3-D Long-Range Radar
Hanscom Air Force Base, Massachusets – (AFNS)
– October 7, 2014 – The Air Force Life Cycle Management Center's (LCMC) Theater
Battle Control Division awarded a contract to the Raytheon Company for the
service's next generation of long-range radars Oct. 6.
TPS-75 is being replaced by a new "3DELRR"
The $19.5 million fixed price incentive firm contract covers
the engineering, manufacturing and development of three Three-Dimensional
Expeditionary Long-Range Radar (3DELRR) systems. The full value of the contract
could reach almost $72 million if all options are exercised. The system will
serve as the service's primary long-range, ground-based sensor for detecting,
identifying, tracking and reporting aerial targets - replacing the legacy TPS-75
"Not only will 3DELRR improve our battlespace awareness but
we believe this program exemplifies the principles established in our new
strategic framework," said Secretary of the Air Force Deborah Lee James. "Specifically,
it was a pilot program to incorporate defense exportability features early in
the design process to reduce per unit production and total life costs. The
3DELRR system will also incorporate an open systems architecture design, which
permits the flexibility to make future upgrades."

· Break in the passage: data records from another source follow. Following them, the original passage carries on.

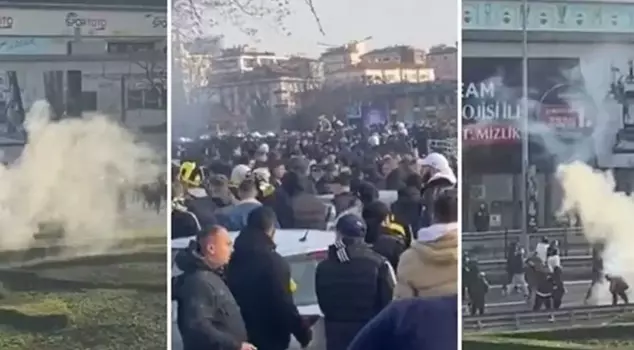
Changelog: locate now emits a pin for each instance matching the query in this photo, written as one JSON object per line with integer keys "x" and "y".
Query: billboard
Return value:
{"x": 58, "y": 22}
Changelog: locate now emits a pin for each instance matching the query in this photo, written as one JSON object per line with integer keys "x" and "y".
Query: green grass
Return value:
{"x": 107, "y": 304}
{"x": 615, "y": 337}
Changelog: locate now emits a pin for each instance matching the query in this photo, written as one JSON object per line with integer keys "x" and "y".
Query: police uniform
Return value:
{"x": 190, "y": 213}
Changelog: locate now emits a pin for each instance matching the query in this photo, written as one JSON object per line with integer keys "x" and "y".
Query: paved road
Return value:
{"x": 496, "y": 302}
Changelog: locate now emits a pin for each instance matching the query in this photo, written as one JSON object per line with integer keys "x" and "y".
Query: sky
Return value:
{"x": 419, "y": 23}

The 3DELRR program office, an LCMC team based out of Hanscom
Air Force Base, Massachusetts, is the driving force responsible for the
production and fielding of the new system.

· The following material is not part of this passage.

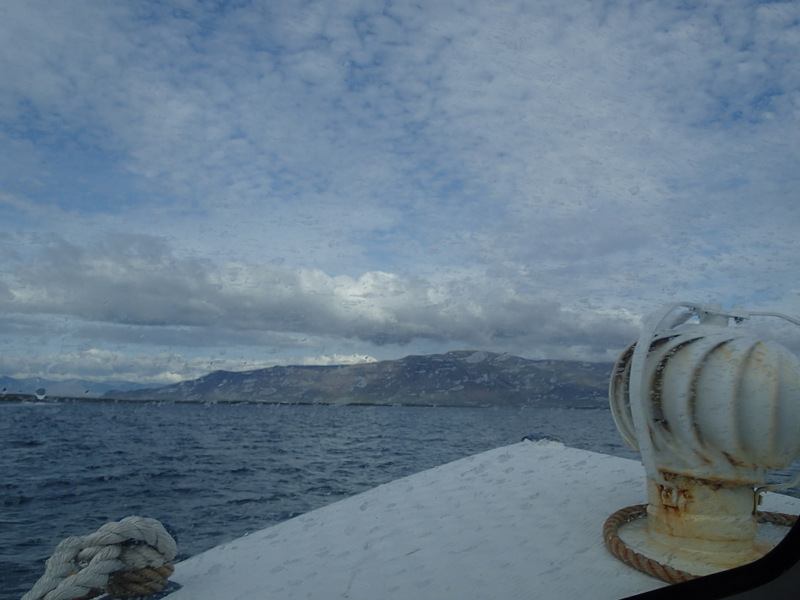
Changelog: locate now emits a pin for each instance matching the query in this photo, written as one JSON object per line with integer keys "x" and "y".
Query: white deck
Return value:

Competition was limited to the three prime contractors who
developed full-scale prototypes during the recently completed technology
development phase: Lockheed Martin, Northrop Grumman and Raytheon.
Under the first agreement, there are priced options for
defense exportability features designs, an 18-month low-rate initial production
(LRIP) and three one-year options for interim contractor support. During the EMD
phase, Raytheon will design and manufacture a total of three radars that will
undergo contractor and government developmental testing and government
operational testing. Three more radars will be built under the LRIP option, for
a total of six, to achieve initial operational capability in 2020. A follow-on,
full-rate production contract will deliver the remaining 29 systems.
"The new 3DELRR radar will be capable of detecting certain
current and emerging threats that the TPS-75 is incapable of seeing," said Kevin
Ray, pre-EMD phase chief engineer.
"In addition, the radar's improved system reliability will
drive down operating and support costs and enhance the operational availability
for the warfighter," Ray said.
Components of the new radar will include an antenna array,
signal and data processors, rotating assembly, identification friend or foe
system and various other subsystems.
Radar capabilities will include, but are not limited to,
improved detection performance for newer targets, stronger clutter rejection,
electronic protection, anti-radiation missile countermeasures and an open
systems architecture design.
"Our team has worked hard with the Air Force and (Office of
the Secretary of Defense) stakeholders to adjust to a constrained budget,
incorporate lessons learned and innovate new ways to eliminate risks to ensure
an affordable system that will serve our warfighters well for the long term,"
said Lt. Col. Kevin Sellers, the 3DELRR program manager.